Sian Morris

Personal information
- Nationality: British (Welsh)
- Born: 16 June 1965 (age 61) Merthyr Tydfil district, Wales

Sport
- Sport: Athletics
- Event: Sprints
- Club: Port Talbot Harriers Cardiff AAC

Medal record
Representing Wales
Commonwealth Games
| Bronze medal – third place | 1986 Edinburgh | 4 x 100 m |

= Sian Morris =

Welsh sprinter

Sian Morris (born 16 June 1965) is a retired Welsh sprinter.

== Biography ==
In 1980, as a student at Ysgol Gymraeg Ystalyfera Bro Dur, Morris aged 15, won the 100 and 200 metres at the Welsh AAA Championships in Cwmbran. She was running for Port Talbot Harriers at the time.

At the 1986 Commonwealth Games, the most successful games for Wales ever, she won a bronze medal in the 4 × 100 metres relay together with Helen Miles, Sallyanne Short and Carmen Smart. She also finished seventh in the 200 metres, Wales' best ever placement in this event, and competed in the 400 metres without reaching the final.

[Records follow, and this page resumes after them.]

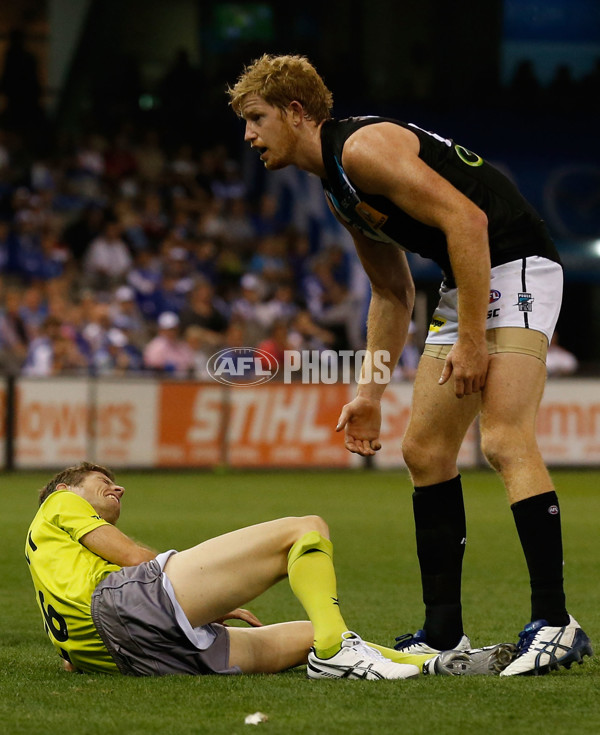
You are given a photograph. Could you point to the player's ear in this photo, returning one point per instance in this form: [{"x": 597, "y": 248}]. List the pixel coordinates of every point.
[{"x": 296, "y": 112}]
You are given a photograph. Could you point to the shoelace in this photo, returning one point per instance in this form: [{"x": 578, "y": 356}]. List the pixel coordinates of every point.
[
  {"x": 361, "y": 647},
  {"x": 405, "y": 639},
  {"x": 526, "y": 638}
]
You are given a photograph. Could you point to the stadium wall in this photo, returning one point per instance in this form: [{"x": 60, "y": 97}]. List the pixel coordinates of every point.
[{"x": 151, "y": 423}]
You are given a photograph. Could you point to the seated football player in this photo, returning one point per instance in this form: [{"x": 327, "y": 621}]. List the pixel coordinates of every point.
[{"x": 110, "y": 604}]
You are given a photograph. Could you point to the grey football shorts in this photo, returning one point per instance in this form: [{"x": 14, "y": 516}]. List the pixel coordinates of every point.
[{"x": 136, "y": 620}]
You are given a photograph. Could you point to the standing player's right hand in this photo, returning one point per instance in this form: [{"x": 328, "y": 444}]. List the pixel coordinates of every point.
[{"x": 361, "y": 420}]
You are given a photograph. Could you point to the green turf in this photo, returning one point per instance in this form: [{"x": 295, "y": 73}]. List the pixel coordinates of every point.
[{"x": 371, "y": 524}]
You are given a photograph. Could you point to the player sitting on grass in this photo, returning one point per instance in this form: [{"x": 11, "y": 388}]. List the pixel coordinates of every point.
[{"x": 112, "y": 605}]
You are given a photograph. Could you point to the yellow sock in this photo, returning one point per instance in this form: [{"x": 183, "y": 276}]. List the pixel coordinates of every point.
[
  {"x": 401, "y": 657},
  {"x": 312, "y": 579}
]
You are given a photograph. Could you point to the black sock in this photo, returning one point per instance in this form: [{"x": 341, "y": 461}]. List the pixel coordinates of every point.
[
  {"x": 441, "y": 536},
  {"x": 538, "y": 524}
]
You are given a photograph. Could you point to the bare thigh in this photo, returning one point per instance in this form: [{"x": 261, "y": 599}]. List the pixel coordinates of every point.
[
  {"x": 271, "y": 648},
  {"x": 511, "y": 400},
  {"x": 438, "y": 423},
  {"x": 228, "y": 571}
]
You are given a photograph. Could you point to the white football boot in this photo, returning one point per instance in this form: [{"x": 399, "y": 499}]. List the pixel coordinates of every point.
[
  {"x": 357, "y": 660},
  {"x": 543, "y": 648}
]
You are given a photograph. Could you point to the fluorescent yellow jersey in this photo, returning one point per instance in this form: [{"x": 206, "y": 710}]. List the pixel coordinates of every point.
[{"x": 65, "y": 573}]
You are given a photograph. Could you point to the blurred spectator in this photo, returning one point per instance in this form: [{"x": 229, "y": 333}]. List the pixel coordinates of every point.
[
  {"x": 44, "y": 262},
  {"x": 13, "y": 333},
  {"x": 205, "y": 310},
  {"x": 154, "y": 220},
  {"x": 277, "y": 342},
  {"x": 202, "y": 350},
  {"x": 246, "y": 308},
  {"x": 167, "y": 352},
  {"x": 116, "y": 356},
  {"x": 34, "y": 309},
  {"x": 107, "y": 260},
  {"x": 305, "y": 334},
  {"x": 559, "y": 361},
  {"x": 88, "y": 226},
  {"x": 126, "y": 316},
  {"x": 280, "y": 307},
  {"x": 150, "y": 158},
  {"x": 269, "y": 260},
  {"x": 54, "y": 352},
  {"x": 145, "y": 278}
]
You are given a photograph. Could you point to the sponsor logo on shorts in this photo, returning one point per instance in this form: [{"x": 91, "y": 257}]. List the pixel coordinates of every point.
[
  {"x": 494, "y": 296},
  {"x": 470, "y": 158},
  {"x": 437, "y": 322},
  {"x": 525, "y": 302}
]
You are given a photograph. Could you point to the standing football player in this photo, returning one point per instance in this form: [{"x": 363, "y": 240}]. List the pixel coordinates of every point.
[{"x": 398, "y": 187}]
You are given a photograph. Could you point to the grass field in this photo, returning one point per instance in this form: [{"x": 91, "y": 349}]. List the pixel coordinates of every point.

Morris also became Welsh champion in the 400 metres in 1985 and 1986. Her personal best time in this event was 52.80 seconds, achieved in Finland in 1983 breaking the Welsh under 20 record, a record which is still held. She competed for Great Britain in the European junior championships in 1983.
.

In 2024, Morris and her bronze medal teammates were inducted into the Welsh Athletics Hall of Fame.